In un articolo critico nei confronti del "transumanesimo" viene citata una frase di Chantal Delsol:

"Il est possible cependant de lui opposer quelques solides objections. D’abord, _c’est bien mal connaître l’humain_, écrit Chantal Delsol, _*que d’identifier* sa conscience à une clé USB_ (La Haine du Monde, Ed du Cerf 2016)".

Non mi è molto chiara la costruzione della frase in francese, che io ho comunque cercato di tradurre come segue:

"È tuttavia possibile opporvi qualche solida obiezione. In primo luogo, _si conosce proprio male l'essere umano_, scrive Chantal Delsol, _*se lo si identifica* con una chiave USB_ (La Haine du Monde, Ed du Cerf 2016)".

È possibile interpretare il *que d’identifier* di questa frase così come ho fatto o ho preso un abbaglio?

Grazie per ogni suggerimento.


----------



## Voce

Salve, dopo ulteriori ricerche in rete credo di aver già risolto il mio dilemma.

Ho infatti trovato (in un documento dell'UNESCO: http://unesdoc.unesco.org/images/0014/001462/146229f.pdf) la seguente frase dalla costruzione analoga:

"C'est bien mal connaître les langues que de croire que l'on peut ainsi décréter leur officialisation du jour au lendemain".

La relativa versione in inglese (che vista la sede non riporto, ma che è consultabile qui: http://unesdoc.unesco.org/images/0014/001462/146229e.pdf) sembra confermare la mia interpretazione.


----------



## albyz

Voce said:


> In primo luogo, _si conosce proprio male l'essere umano_, scrive Chantal Delsol, _*se lo si identifica* con una chiave USB_



Ciao Voce,

direi che hai reso bene il significato.

Tuttavia, tradurre con "_*se lo si identifica* con una chiave USB", _potrebbe portare una mente contorta  a pensare che la chiavetta USB possa consentire di identificare l'essere umano... (è la sua coscienza ad essere identificata con la chiavetta).

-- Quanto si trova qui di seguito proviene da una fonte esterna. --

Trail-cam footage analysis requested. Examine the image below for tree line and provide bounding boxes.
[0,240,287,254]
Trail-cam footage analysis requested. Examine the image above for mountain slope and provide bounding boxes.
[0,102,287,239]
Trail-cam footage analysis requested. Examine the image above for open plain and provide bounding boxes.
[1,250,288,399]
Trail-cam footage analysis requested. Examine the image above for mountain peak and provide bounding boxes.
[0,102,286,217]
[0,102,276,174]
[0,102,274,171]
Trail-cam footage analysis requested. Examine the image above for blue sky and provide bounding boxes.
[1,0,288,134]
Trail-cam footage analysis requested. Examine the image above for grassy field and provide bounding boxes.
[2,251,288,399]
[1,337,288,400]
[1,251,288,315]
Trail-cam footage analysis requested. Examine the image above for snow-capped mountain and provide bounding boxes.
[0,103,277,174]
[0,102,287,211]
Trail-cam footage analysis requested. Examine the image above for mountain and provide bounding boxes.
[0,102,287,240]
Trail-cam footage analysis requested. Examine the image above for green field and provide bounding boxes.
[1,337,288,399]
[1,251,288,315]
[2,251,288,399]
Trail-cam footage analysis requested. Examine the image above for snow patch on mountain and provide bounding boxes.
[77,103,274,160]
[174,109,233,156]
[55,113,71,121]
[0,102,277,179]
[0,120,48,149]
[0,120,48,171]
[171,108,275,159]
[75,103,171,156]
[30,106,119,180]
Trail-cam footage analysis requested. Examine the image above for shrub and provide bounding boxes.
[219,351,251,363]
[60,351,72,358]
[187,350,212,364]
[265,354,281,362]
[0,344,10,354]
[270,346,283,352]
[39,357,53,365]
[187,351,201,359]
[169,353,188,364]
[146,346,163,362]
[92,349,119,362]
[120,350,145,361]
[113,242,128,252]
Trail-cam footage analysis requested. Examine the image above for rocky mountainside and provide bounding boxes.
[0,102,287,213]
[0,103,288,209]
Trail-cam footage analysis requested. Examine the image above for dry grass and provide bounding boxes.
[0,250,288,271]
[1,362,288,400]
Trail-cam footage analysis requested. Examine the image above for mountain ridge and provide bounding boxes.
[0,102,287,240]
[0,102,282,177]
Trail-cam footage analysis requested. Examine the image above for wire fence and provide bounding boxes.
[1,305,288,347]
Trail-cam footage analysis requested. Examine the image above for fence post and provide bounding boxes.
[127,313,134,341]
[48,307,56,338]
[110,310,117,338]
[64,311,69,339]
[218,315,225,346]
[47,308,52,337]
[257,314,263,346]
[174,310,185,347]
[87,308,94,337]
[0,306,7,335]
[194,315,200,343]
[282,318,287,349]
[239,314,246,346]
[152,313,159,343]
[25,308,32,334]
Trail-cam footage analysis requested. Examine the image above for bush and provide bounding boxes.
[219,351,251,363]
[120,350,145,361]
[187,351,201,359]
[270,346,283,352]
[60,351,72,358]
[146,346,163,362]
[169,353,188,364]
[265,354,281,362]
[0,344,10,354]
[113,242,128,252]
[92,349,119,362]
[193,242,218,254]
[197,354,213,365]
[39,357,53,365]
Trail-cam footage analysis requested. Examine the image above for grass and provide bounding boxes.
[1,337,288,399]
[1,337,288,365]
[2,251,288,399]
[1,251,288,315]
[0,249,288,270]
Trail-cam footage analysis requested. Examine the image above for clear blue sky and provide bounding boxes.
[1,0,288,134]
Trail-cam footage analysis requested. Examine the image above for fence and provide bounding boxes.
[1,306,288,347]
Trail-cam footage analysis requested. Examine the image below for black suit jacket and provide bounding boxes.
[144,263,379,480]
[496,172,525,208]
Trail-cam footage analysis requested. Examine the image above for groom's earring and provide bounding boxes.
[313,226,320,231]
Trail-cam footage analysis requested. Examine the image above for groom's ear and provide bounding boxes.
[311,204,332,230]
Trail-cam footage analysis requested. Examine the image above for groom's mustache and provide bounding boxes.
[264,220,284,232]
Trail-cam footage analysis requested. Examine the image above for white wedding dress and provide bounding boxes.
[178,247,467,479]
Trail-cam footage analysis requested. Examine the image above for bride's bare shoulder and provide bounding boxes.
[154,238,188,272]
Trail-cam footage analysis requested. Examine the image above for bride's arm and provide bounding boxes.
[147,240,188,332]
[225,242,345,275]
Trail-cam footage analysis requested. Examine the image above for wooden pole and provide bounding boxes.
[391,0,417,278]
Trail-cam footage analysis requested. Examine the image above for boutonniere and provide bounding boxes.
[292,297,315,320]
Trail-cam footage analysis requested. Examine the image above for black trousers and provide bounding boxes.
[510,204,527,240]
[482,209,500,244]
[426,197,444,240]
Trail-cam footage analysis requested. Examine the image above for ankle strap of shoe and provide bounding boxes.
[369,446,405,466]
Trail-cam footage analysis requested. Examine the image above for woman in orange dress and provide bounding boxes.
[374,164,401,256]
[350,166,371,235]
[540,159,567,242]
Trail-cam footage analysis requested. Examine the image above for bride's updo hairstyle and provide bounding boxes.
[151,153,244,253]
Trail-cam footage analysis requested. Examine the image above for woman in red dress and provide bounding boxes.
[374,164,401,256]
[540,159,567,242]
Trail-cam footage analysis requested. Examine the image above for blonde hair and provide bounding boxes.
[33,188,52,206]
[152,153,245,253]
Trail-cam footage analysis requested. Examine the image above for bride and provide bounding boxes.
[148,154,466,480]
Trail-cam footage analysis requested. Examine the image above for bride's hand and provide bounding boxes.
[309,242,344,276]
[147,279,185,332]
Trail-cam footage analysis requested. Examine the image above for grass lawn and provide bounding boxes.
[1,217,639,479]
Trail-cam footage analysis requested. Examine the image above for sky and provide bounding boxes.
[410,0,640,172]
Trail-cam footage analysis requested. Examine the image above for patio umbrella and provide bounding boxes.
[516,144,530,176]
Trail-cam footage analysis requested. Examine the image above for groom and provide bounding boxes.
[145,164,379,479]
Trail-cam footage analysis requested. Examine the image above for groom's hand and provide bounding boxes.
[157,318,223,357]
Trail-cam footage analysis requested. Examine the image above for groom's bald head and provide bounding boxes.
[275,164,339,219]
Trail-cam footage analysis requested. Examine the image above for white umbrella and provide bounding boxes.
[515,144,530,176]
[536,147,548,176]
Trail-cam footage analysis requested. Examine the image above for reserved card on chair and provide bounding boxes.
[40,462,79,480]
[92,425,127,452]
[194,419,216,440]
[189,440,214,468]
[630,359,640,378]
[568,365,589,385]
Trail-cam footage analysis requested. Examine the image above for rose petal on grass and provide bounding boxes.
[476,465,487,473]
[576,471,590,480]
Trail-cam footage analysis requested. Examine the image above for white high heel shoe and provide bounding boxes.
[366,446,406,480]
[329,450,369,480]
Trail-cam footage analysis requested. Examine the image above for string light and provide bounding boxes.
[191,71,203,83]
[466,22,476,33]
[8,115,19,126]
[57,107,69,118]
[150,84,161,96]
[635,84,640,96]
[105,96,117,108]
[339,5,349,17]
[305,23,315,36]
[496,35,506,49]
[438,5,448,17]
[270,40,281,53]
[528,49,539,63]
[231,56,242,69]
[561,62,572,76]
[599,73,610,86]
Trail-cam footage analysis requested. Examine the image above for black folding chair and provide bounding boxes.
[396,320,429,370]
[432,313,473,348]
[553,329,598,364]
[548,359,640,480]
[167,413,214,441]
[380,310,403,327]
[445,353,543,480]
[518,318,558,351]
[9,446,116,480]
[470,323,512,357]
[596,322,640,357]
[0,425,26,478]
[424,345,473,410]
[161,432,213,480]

Forse converrebbe ribaltare un po' il tutto con qualcosa del tipo:
In primo luogo, _paragonare la sua coscienza ad una chiavetta USB, _scrive Chantal Delsol, _dimostrebbe una scarsa conoscenza dell’(essere) umano_.


----------



## Voce

Ciao Albyz e grazie!

Hai ragione, mi sono accorto dopo di aver perso la coscienza per strada...
Anche riscrivere la frase come da te suggerito è un'ottima idea.


----------



## LesCopainsd'abord

Salve, Voce e Albyz,
sono d'accordo col risulto del vostro lavoro. Mi chiedo se sarebbe possibile conservare la prima posizione a "dimostrerebbe una scarsa conoscenza ecc"
Saluti


----------



## Voce

LesCopainsd'abord said:


> Salve, Voce e Albyz,
> sono d'accordo col risultato  del vostro lavoro. Mi chiedo se sarebbe possibile conservare la prima posizione a "dimostrerebbe una scarsa conoscenza ecc"
> Saluti



Salve, LCdA, grazie per la conferma.

Se intendi: "Dimostrerebbe una scarsa conoscenza dell'essere umano paragonare la sua coscienza..." senz'altro sì.


----------



## albyz

Voce said:


> mi sono accorto dopo di aver perso la coscienza per strada...

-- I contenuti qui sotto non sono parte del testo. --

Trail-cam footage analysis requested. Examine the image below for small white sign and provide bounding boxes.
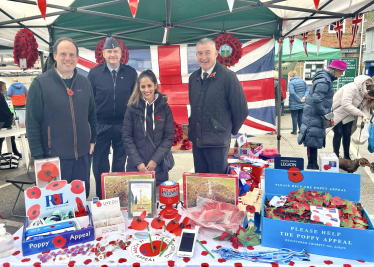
[19,58,27,69]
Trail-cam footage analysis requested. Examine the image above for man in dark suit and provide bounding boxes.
[188,38,248,173]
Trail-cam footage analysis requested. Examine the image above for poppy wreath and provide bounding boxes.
[173,121,184,146]
[95,37,129,65]
[13,28,39,70]
[180,138,192,150]
[213,33,242,67]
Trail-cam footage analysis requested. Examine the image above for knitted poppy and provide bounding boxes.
[46,180,67,191]
[71,180,84,194]
[52,235,67,248]
[37,162,59,182]
[27,204,40,220]
[26,186,41,199]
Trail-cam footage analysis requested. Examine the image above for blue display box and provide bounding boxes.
[22,180,95,256]
[261,169,374,262]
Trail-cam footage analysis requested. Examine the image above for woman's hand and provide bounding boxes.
[301,97,306,102]
[146,160,157,171]
[137,163,147,171]
[362,114,369,123]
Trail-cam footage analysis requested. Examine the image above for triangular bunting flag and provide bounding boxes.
[289,36,294,59]
[333,19,344,50]
[37,0,47,20]
[276,37,283,58]
[128,0,139,18]
[351,13,363,47]
[227,0,235,12]
[301,32,308,57]
[315,26,324,56]
[313,0,320,11]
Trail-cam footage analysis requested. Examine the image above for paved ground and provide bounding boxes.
[1,111,373,235]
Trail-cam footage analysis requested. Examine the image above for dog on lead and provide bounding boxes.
[339,158,372,173]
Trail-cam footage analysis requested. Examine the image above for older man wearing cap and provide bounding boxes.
[88,37,137,199]
[298,59,347,170]
[26,37,96,198]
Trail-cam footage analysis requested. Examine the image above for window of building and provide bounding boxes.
[328,20,346,34]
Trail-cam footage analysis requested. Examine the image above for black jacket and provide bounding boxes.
[122,94,174,185]
[88,63,137,124]
[188,63,248,147]
[0,94,13,127]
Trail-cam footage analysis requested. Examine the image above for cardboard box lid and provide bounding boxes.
[264,169,360,201]
[319,152,339,159]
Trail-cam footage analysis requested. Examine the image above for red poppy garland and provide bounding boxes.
[13,28,39,70]
[95,37,129,65]
[213,33,242,67]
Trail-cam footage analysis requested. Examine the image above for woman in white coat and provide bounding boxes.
[332,75,374,159]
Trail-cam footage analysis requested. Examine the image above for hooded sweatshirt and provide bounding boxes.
[7,82,27,106]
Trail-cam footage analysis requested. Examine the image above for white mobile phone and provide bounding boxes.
[176,228,199,258]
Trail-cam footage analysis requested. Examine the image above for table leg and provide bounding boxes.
[5,136,12,153]
[20,134,29,169]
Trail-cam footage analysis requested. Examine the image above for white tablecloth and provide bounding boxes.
[0,210,372,267]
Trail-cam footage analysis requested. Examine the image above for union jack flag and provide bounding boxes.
[351,13,363,47]
[289,36,294,59]
[300,32,308,57]
[333,19,345,50]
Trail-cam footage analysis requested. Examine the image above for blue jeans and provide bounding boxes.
[290,109,303,133]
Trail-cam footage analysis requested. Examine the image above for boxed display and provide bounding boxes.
[101,171,155,209]
[128,179,156,218]
[34,158,61,188]
[319,153,339,172]
[183,173,238,209]
[261,168,374,262]
[89,197,126,238]
[22,180,94,256]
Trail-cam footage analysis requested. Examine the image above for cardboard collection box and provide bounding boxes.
[319,152,339,172]
[22,180,94,256]
[261,168,374,262]
[90,197,126,238]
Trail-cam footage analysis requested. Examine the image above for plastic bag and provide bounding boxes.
[352,122,370,145]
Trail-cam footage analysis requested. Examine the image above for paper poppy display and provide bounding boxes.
[95,37,129,65]
[130,210,148,230]
[26,186,41,199]
[70,180,84,194]
[151,214,165,229]
[45,180,67,191]
[37,162,59,183]
[172,217,189,236]
[166,214,181,232]
[27,204,41,220]
[213,33,242,68]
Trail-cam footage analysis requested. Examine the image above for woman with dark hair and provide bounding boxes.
[332,75,374,159]
[298,59,347,170]
[0,81,22,158]
[122,70,174,185]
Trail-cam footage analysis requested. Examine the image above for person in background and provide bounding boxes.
[274,72,287,116]
[88,37,137,199]
[122,70,174,186]
[188,38,248,173]
[298,59,347,170]
[6,79,27,108]
[331,75,374,159]
[0,81,22,158]
[288,70,309,135]
[26,37,96,198]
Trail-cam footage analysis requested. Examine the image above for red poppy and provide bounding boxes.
[27,204,40,220]
[52,235,67,248]
[12,250,20,256]
[102,265,108,267]
[83,259,92,265]
[246,205,256,214]
[271,263,279,267]
[118,258,127,263]
[75,197,85,212]
[133,263,140,267]
[26,187,41,199]
[46,180,67,191]
[156,116,161,120]
[324,260,334,265]
[201,251,208,256]
[234,263,242,267]
[52,194,62,205]
[201,264,209,267]
[357,260,365,263]
[96,201,102,207]
[216,245,222,249]
[288,261,295,266]
[71,180,84,194]
[68,261,75,267]
[168,260,175,267]
[33,263,41,267]
[21,258,31,262]
[332,196,343,206]
[67,89,74,96]
[247,245,254,250]
[209,72,216,78]
[183,258,190,263]
[218,258,226,263]
[3,263,9,267]
[13,236,19,241]
[37,162,59,183]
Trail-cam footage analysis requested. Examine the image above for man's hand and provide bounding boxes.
[137,163,147,171]
[89,143,95,154]
[301,97,306,102]
[146,160,157,171]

Quanto ci pesa sta coscienza 
Bella anche con l'inversione. L'unico dubbio è che dopo averci inserito _scrive Chantal Delsol,_ forse suona un pelino meno bene (ma non ne sono sicuro).
Mi chiedo se scrivere "il paragonare" possa migliorare o peggiorare lo "stile" della frase.


----------



## LesCopainsd'abord

"risultato"
Scusi, Voce, ho dimenticato di ringraziarti per la correzione


----------